The irony of a well-known sinner becoming closer to God than a religious figure who lives a religious life and obeys the law, is the point of the parable of the Pharisee and tax collector. Two different moral figures in the Temple praying at the same time. The Pharisee’s monologue (we can hardly call it a prayer) was long and self-indulgent. “O God, I thank you that I am not like the rest of humanity –greedy, dishonest, adulterous — or even like this tax collector. I fast twice a week, and I pay tithes on my whole income.” The tax collector’s prayer was short and did not extol his moral efforts one iota, he merely lamented, “O God, be merciful to me a sinner.” Jesus concludes the parable by saying; “I tell you the latter went home justified, not the former.”
By all accounts, the Pharisee, at least empirically speaking, should be the righteous one. He acts in a way which is in complete harmony with the dictates of the law. For the Jewish people, the covenant between God was kept or broken by Mosaic law. If the law was broken, so too was the covenant. Our fictional Pharisee kept all the laws and yet was chastised by Jesus as one who is not justified.
What Jesus is teaching us through the parabolic story is there is a new covenant being ushered in by Jesus himself. It is no longer about the strict adherence to the old laws but a new consciousness about the coming of the Kingdom of God through Jesus Christ. It is a new kingdom and covenant which acknowledges the law as secondary only to relationship with God.
Jesus uses the Pharisee to make the point clear. The religious man in not conversation with God, rather he almost lectures to God about his virtuous life. Pope Benedict XVI so beautiful explains this in his book, Jesus of Nazareth. Benedict writes, “The Pharisee does not really look at God at all, but only himself; he does not really need God, because he does everything right by himself.
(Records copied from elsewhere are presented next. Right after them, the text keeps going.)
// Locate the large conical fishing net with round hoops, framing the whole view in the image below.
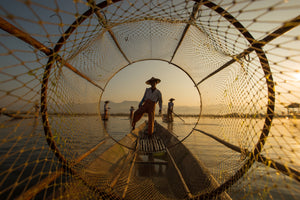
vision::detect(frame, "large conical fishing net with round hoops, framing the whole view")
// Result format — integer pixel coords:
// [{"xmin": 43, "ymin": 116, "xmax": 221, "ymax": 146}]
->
[{"xmin": 0, "ymin": 0, "xmax": 300, "ymax": 199}]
He has no real relation to God, who is ultimately superfluous—what he does himself is enough.” The Pharisee’s thinks he is the source of his own righteous by obeying the law alone. God becomes a spectator as the Pharisee rattles on about his goodness. So often in modern life do people believe they can become righteous without God. I’m sure you have heard the phrase, “I’m spiritual but not religious”. The modern quip infers the person alone can be totally good and justified by his own standard of goodness, and not God’s. Our parable hits right to the heart of this kind of thinking– there can be no righteous without God.
In contrast, the tax collector acknowledges the source of all good lies in God alone, and he pleads with God for mercy. His cry for is an expo facto admittance there is an another, and the other is God from whom all mercy flows. His conversation with God manifests the tax collector’s true self, as a sinner in need of mercy and not a pompous and arrogant fool whom thinks he can do without it. The tax collector’s plea for mercy draws himself and all sinners who seek mercy, closer to the Kingdom of God than the Pharisee could ever have hoped for. All because the tax collector is in conversation with God who accepts him with all his faults and contrition.
Benedict describes the tax collectors’ relationship with God beautifully. “He has looked toward God, and in the process his eyes have been opened to himself. So he knows that he needs God and that he lives by God’s goodness, which he cannot force God to give him and which he cannot procure for himself. He knows that he needs mercy and so he will learn from God’s mercy to be merciful himself, thereby to become like God”.
Quite an irony, the sinner becomes more like God than does the one who obeys the law and thinks he is saved. The Kingdom of God and our closeness to it is all about being in conversation and in relationship with God. It is only then can we pray, “O God be merciful to me, a sinner.”